Now Europe, which seemed the tamest destination, is the new continent to explore. Today, and for the next two weeks, I am proposing a new version of the Grand Tour: a modern version of the journeys our forbears made. Like the original, it offers travel for enjoyment and enlightenment. You can, after all, eat and drink as much as you can afford, like the bearleaders and their wards; and the briefest stay in any of Europe's great cities will convince you that neither love nor sex has been abolished.

The Grand Tour, in Georgian times, was directed not so much at understanding the contemporary world as at learning something of the history of European culture. In the 1730s or even the early 1800s, that culture meant, above all, the classical antiquity of Greece and Rome, the artistic achievements of the Renaissance and the Baroque in France and Italy.

But where the Grand Tourers of the Augustan Age went to inspect the ruins of the ancient world and to admire the work of the Renaissance, today's travellers will probably want to explore more modern shrines. They may seek the streets where the action of a novel by Dostoevsky or Kafka took place, or trace the evolution of architectural style from Art Nouveau to Post-modernism, or stand on the sites of the 20th century's great events, from the October Revolution to the fall of the Berlin Wall.

A New Grand Tour, to open up our own past, ought to move on. It ought to explore the buildings and the books, the art and the ideas, the cultural and political conflicts of the century-and-a-half since the traditional Grand Tour was made obsolete by the coming of the railways. There is no shortage of European cities to choose from: Stockholm or Athens, Dublin or Amsterdam, Vienna or Madrid. There are 'second cities' well worth exploring, such as Barcelona and Milan. And that is before you go east to Budapest and Warsaw.

I chose five of the greatest cities in Europe. You could visit them all inside a fortnight. Or you could do what I did, and visit each one separately for a few days. They are all cities where a visitor interested in having an enjoyable holiday, but also in learning something from it, cannot fail to feel the living presence of European history. Where better to begin than in St Petersburg, a city built primarily as a gateway to Europe. From there the New Grand Tour goes on to Berlin, Prague, Rome and Paris.

The tour itinerary

THE IDEAL way to visit the cities of the New Grand Tour is by train: fly to St Petersburg, then take the train to Berlin; via Warsaw to Prague; via Munich and Milan to Rome; and back to Paris, either direct via Switzerland or by going to Marseilles and jumping on a TGV.

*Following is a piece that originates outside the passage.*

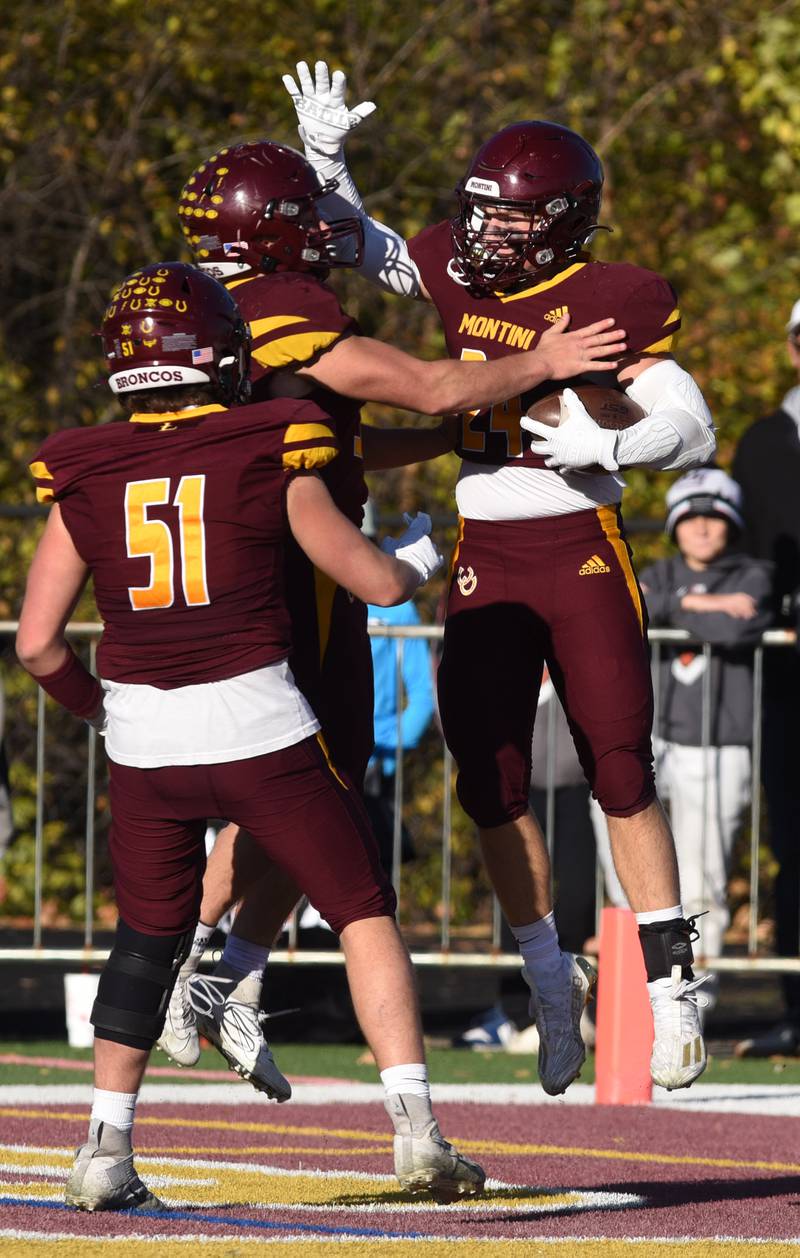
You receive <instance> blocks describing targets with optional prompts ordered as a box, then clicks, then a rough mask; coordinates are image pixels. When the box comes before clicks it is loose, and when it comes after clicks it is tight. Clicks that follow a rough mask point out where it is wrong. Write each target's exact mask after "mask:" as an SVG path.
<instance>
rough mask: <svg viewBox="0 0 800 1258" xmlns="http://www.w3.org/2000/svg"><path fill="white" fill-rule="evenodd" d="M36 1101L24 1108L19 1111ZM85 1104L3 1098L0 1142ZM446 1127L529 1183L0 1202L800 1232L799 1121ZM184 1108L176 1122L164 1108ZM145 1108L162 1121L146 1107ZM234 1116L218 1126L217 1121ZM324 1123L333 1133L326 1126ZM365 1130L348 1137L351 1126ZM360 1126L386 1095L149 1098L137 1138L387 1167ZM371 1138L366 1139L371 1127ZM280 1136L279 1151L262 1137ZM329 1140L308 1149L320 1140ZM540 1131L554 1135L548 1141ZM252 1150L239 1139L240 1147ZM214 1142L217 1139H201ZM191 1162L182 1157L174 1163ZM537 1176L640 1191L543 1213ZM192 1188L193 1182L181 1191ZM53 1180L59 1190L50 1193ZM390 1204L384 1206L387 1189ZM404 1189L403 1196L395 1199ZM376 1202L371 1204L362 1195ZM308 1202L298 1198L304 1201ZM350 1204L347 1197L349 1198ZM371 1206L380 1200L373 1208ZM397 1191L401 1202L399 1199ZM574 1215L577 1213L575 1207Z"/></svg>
mask: <svg viewBox="0 0 800 1258" xmlns="http://www.w3.org/2000/svg"><path fill="white" fill-rule="evenodd" d="M15 1108H16V1110H19V1111H23V1110H25V1112H24V1113H21V1112H20V1113H19V1115H16V1116H15V1115H14V1113H13V1112H11V1111H13V1110H15ZM78 1108H79V1107H74V1106H47V1116H45V1115H43V1117H34V1116H31V1107H30V1106H25V1107H23V1106H19V1107H14V1106H6V1107H3V1116H1V1120H0V1121H1V1123H3V1137H1V1138H3V1142H4V1144H6V1145H26V1146H30V1147H34V1149H43V1147H47V1146H50V1147H54V1149H64V1147H69V1146H74V1145H77V1144H78V1142H79V1140H81V1138H82V1137H83V1132H84V1130H86V1123H84V1121H83V1120H77V1118H75V1120H72V1118H70V1120H67V1121H62V1120H58V1118H55V1117H54V1116H55V1115H57V1113H74V1112H77V1111H78ZM438 1113H439V1117H440V1123H442V1128H443V1131H444V1132H445V1135H447V1136H448V1137H449V1138H452V1140H453V1141H454V1142H457V1144H462V1145H463V1146H464V1149H465V1151H468V1152H470V1154H472V1155H473V1156H475V1157H478V1160H479V1161H482V1162H483V1165H484V1166H486V1169H487V1171H488V1174H489V1176H492V1177H493V1179H496V1180H501V1181H502V1183H503V1184H506V1185H525V1186H527V1189H528V1191H527V1193H526V1194H519V1193H517V1191H514V1190H509V1189H508V1188H502V1189H496V1188H489V1189H488V1190H487V1195H486V1198H484V1200H483V1203H482V1204H479V1205H475V1206H467V1208H464V1209H460V1208H459V1209H455V1210H436V1209H430V1210H425V1211H423V1213H420V1211H409V1210H408V1209H406V1208H405V1206H406V1201H408V1199H406V1198H403V1195H401V1194H399V1191H397V1193H395V1189H394V1185H389V1184H387V1185H386V1191H385V1193H381V1194H380V1195H379V1198H375V1196H372V1198H371V1199H369V1200H367V1199H366V1196H365V1194H364V1193H362V1190H361V1185H360V1181H357V1180H353V1181H352V1193H350V1191H348V1193H346V1194H341V1195H340V1196H338V1198H337V1199H336V1200H333V1201H332V1204H331V1205H330V1208H327V1209H325V1210H323V1211H319V1209H316V1210H312V1209H308V1210H306V1209H303V1200H306V1201H307V1204H308V1206H311V1205H312V1204H313V1201H312V1199H311V1196H309V1195H307V1196H306V1198H304V1199H303V1195H302V1194H303V1190H302V1188H301V1189H299V1194H301V1195H299V1198H298V1200H297V1203H296V1208H293V1209H287V1208H281V1206H277V1208H274V1209H269V1210H268V1211H264V1210H259V1206H258V1203H257V1201H253V1203H248V1204H245V1205H242V1204H240V1203H239V1204H235V1205H231V1204H230V1203H225V1201H224V1200H219V1201H215V1205H214V1209H210V1208H205V1206H204V1208H197V1206H192V1208H191V1209H190V1210H187V1211H181V1218H180V1219H175V1220H171V1219H169V1218H167V1219H165V1218H160V1219H157V1220H156V1219H151V1220H147V1219H143V1218H141V1216H122V1215H93V1216H92V1215H78V1214H73V1213H72V1211H65V1210H63V1209H58V1208H55V1206H50V1208H45V1206H43V1205H35V1204H29V1203H20V1204H6V1205H4V1206H1V1208H0V1228H14V1229H20V1230H34V1232H42V1230H48V1232H57V1233H63V1232H70V1233H72V1232H74V1234H77V1235H108V1234H112V1233H113V1234H119V1233H123V1234H127V1233H128V1232H130V1233H131V1234H148V1233H160V1234H164V1233H165V1232H167V1233H170V1232H175V1234H176V1235H177V1234H181V1235H186V1234H187V1233H191V1234H194V1233H196V1234H197V1235H199V1237H200V1235H220V1234H224V1235H228V1234H230V1235H234V1234H235V1235H248V1234H249V1235H253V1234H260V1235H263V1237H264V1238H265V1237H267V1232H265V1230H264V1229H268V1234H269V1237H270V1238H273V1237H281V1235H294V1237H297V1235H298V1228H299V1229H301V1232H304V1233H306V1234H307V1235H331V1234H333V1233H336V1234H338V1235H341V1230H340V1229H345V1230H346V1232H347V1233H350V1232H351V1230H352V1232H353V1234H358V1235H361V1237H366V1235H375V1237H380V1235H382V1234H389V1235H394V1237H397V1235H420V1234H421V1235H442V1237H452V1238H457V1237H465V1238H468V1237H474V1238H477V1237H478V1235H481V1237H482V1238H483V1237H489V1238H492V1237H494V1238H498V1239H501V1238H519V1239H521V1238H535V1237H542V1238H546V1237H552V1238H558V1237H564V1235H565V1234H570V1235H574V1237H586V1238H592V1237H615V1238H620V1239H621V1238H625V1237H654V1238H655V1237H675V1238H677V1237H693V1238H698V1239H702V1238H713V1237H732V1238H733V1237H736V1238H738V1237H741V1238H755V1239H764V1240H777V1239H790V1238H796V1237H797V1235H799V1233H800V1165H797V1164H796V1162H794V1161H792V1156H794V1150H795V1149H796V1138H795V1136H796V1121H795V1120H790V1118H785V1120H784V1118H775V1117H769V1118H758V1117H753V1116H752V1115H747V1116H745V1115H727V1113H726V1115H722V1113H713V1112H711V1113H706V1115H696V1113H681V1112H675V1111H657V1110H653V1108H628V1107H626V1108H618V1107H604V1106H597V1107H589V1106H586V1107H585V1106H580V1107H577V1106H569V1105H564V1106H494V1107H493V1106H486V1105H481V1106H467V1105H453V1103H449V1105H440V1106H438ZM165 1118H172V1120H175V1118H177V1120H181V1122H180V1125H179V1126H174V1125H171V1123H170V1125H161V1122H160V1121H158V1120H165ZM142 1120H156V1121H155V1122H152V1121H142ZM220 1121H221V1122H224V1123H225V1126H224V1127H223V1128H221V1130H220V1128H219V1127H214V1128H209V1127H204V1123H208V1122H214V1123H216V1122H220ZM244 1123H247V1125H253V1123H257V1125H259V1127H260V1125H264V1123H268V1125H269V1126H270V1127H274V1128H275V1130H272V1131H268V1132H264V1131H263V1130H257V1131H254V1130H253V1128H252V1127H250V1130H242V1125H244ZM321 1130H323V1131H327V1132H333V1135H321V1133H319V1132H321ZM343 1131H346V1132H352V1133H353V1137H356V1138H345V1137H343V1136H342V1135H341V1132H343ZM358 1132H364V1133H367V1132H375V1135H376V1136H382V1137H387V1136H389V1132H387V1130H386V1122H385V1118H384V1115H382V1111H381V1107H380V1106H379V1105H369V1106H367V1105H357V1106H350V1105H330V1106H303V1105H297V1103H292V1105H291V1106H286V1107H281V1110H278V1108H277V1107H275V1106H268V1105H265V1103H260V1105H259V1103H258V1102H257V1103H254V1105H253V1106H203V1105H201V1106H189V1105H169V1106H146V1105H142V1106H140V1110H138V1115H137V1147H140V1149H141V1151H142V1154H146V1155H147V1156H148V1157H152V1156H157V1154H158V1151H162V1152H164V1154H165V1155H166V1156H186V1157H189V1156H190V1155H187V1154H186V1155H176V1154H175V1150H176V1149H179V1147H180V1149H181V1150H185V1149H194V1150H197V1154H196V1156H200V1157H206V1159H214V1154H213V1152H211V1151H210V1150H213V1147H214V1146H216V1147H223V1146H224V1150H225V1152H224V1155H220V1157H218V1161H219V1160H224V1161H225V1162H230V1164H234V1165H235V1164H238V1162H242V1164H252V1162H257V1164H260V1165H270V1166H277V1167H286V1169H298V1167H301V1169H304V1170H306V1171H308V1170H311V1169H312V1167H314V1169H319V1170H326V1171H337V1172H343V1174H346V1172H347V1171H366V1172H377V1174H387V1172H390V1170H391V1166H390V1152H389V1149H390V1145H389V1140H387V1138H385V1140H382V1141H380V1144H379V1145H377V1147H376V1151H374V1152H355V1150H360V1149H362V1147H364V1145H365V1138H364V1137H362V1138H357V1133H358ZM366 1142H367V1144H369V1141H366ZM258 1146H268V1150H269V1151H268V1152H267V1151H264V1152H263V1154H258V1152H254V1149H257V1147H258ZM309 1146H314V1147H317V1149H319V1150H322V1152H319V1154H317V1155H314V1156H309V1154H308V1147H309ZM531 1146H546V1150H545V1151H542V1152H536V1151H533V1150H532V1149H531ZM239 1149H240V1150H242V1152H240V1154H239V1152H236V1150H239ZM203 1150H205V1152H203ZM172 1174H175V1175H179V1174H180V1169H175V1167H174V1169H172ZM24 1179H25V1176H24V1175H21V1174H5V1172H4V1174H3V1181H4V1183H3V1185H1V1191H0V1195H3V1196H4V1198H8V1193H9V1191H10V1186H11V1184H13V1183H15V1181H16V1183H19V1181H20V1180H24ZM530 1190H542V1191H543V1193H546V1191H550V1193H557V1194H564V1193H570V1194H574V1193H577V1194H581V1193H589V1194H614V1195H619V1194H634V1195H635V1196H638V1198H642V1201H640V1203H633V1204H625V1203H624V1201H623V1203H616V1204H615V1201H614V1199H613V1198H611V1199H606V1200H601V1199H594V1201H592V1199H587V1200H586V1203H584V1204H582V1205H580V1204H577V1205H576V1204H575V1201H571V1200H570V1199H567V1201H566V1203H562V1204H561V1205H556V1204H555V1203H553V1206H551V1208H550V1213H541V1211H540V1210H538V1209H537V1208H531V1209H522V1210H521V1211H519V1210H518V1209H514V1206H518V1205H519V1203H521V1196H522V1199H525V1198H526V1196H530ZM175 1191H176V1193H180V1189H176V1190H175ZM45 1195H47V1194H45ZM376 1201H379V1203H381V1205H382V1209H381V1211H380V1213H376V1211H375V1203H376ZM395 1201H396V1209H395V1208H394V1206H395ZM360 1205H364V1206H365V1209H364V1210H361V1209H357V1208H358V1206H360ZM297 1206H299V1209H298V1208H297ZM343 1206H350V1209H343ZM370 1206H371V1208H370ZM387 1206H389V1209H386V1208H387ZM565 1215H569V1222H567V1219H566V1218H565Z"/></svg>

Of course, you could also take the car to the Hook of Holland and drive the whole way - I know a couple who did almost exactly that last year - but it would be expensive. A compromise would be to take a return flight to St Petersburg, then fly to Berlin, drive to Prague through Saxony and the mountains of northern Bohemia, then fly to Rome and on to Paris.

What I did, to save time and money, was to visit each city by air. There is a silly reason for this: Apex tickets are much cheaper if you spend a Saturday in your destination city, and you must return to Britain between each flight. In the case of London-Paris, my ticket cost pounds 108; if I had changed it by so much as one hour, it would have cost me an extra pounds 92. In the case of Rome, the penalty would have been correspondingly greater. The total cost of my flights - London-St Petersburg-London, London - Prague - Berlin - Prague - London, London-Rome-London and London-Paris-London - came to pounds 767.50.